When last we left off, I was locked in the Albany Rural Cemetery, and here is what I was wearing.
Without a change of clothes or a cel phone (in 2005 I didn’t even own a cel phone yet because I hated them so much) I had a moment of panic. Looking at the caretaker’s house to my left, I leaned hard on the horn, desperate for someone to save me. There was movement in the window, and then a muffled shout of anger: “If you want to get out, you can come up to the house and ask me to unlock the gate in person!”
Oh for fuck’s sake.
My hair was a mess from having been stuffed in a blonde wig and fake fur hat. My make-up, a clown-show to begin with, was a dismal visage. With only a tissue or two in the car, I tried to wipe as much off as I could, but when you have this much on there’s not much that’s going to come off with a dry tissue. There wasn’t much I could do about the rest of the ensemble – unless I took it all off on this winter afternoon.

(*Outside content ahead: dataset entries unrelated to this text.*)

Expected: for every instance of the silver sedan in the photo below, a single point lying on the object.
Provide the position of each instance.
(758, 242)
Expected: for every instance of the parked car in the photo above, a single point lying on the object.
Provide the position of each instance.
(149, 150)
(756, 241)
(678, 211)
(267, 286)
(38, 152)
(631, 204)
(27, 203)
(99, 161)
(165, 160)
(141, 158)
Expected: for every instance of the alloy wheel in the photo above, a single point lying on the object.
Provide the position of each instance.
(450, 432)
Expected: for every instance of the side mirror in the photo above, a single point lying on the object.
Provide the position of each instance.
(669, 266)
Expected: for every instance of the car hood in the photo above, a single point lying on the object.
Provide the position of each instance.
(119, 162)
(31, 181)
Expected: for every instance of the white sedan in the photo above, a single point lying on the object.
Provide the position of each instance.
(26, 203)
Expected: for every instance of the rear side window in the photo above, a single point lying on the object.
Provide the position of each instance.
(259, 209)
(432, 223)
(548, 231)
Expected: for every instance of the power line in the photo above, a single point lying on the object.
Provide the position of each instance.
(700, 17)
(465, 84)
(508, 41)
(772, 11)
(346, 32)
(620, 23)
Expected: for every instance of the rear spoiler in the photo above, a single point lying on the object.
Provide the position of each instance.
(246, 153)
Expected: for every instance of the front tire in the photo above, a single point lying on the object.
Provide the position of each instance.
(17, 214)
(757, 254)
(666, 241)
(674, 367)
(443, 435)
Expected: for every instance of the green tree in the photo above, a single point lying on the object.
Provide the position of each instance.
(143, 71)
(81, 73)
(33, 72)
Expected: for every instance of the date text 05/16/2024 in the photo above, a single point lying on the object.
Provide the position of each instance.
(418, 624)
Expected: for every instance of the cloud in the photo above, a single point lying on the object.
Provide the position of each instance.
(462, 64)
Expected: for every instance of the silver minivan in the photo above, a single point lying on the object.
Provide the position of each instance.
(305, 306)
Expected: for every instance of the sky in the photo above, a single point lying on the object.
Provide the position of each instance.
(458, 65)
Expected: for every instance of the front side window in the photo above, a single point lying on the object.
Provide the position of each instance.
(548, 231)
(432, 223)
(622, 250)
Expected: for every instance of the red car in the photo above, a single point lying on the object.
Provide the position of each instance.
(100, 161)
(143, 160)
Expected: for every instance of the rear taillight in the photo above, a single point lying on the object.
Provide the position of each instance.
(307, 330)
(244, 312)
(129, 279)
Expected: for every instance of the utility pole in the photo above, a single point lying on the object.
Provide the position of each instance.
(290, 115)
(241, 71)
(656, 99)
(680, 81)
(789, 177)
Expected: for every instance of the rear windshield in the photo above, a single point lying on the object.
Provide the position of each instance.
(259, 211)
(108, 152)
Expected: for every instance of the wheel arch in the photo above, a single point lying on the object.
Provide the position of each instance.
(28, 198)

Backing the car up, I made one last plea with the universe and waited to see if some Good Samaritan might come out, but Good Samaritans just don’t play a part in my life. Never have and never will. I took a deep breath, channeled my annoyance into fight mode in the event that I needed to argue my way out of the cemetery, and approached the door of the house. I knocked and heard movement inside.
An agitated woman flung open the door, and I could see she was about to launch into a tirade about how rude I was to simply beep and expect the gates to open, when she was struck silent by the persona before her. Mouth agape, no sound came from her, so I spoke in agitated fashion: “THIS is why I didn’t want to come to the door,” I said sternly, with a dramatic flourish of my hand to indicate the outfit that needed no further attention being brought to it. “I’m working on a sort of art project that… well, never mind…” and I trailed off.
“Oh,” she said, a smile finally breaking upon her face.
And then the kicker: she called her husband to come over. “You gotta see this!” she intoned with a glee that I suspected might have been laced with malevolence, until she softened and said, “No problem, he’ll let you out!”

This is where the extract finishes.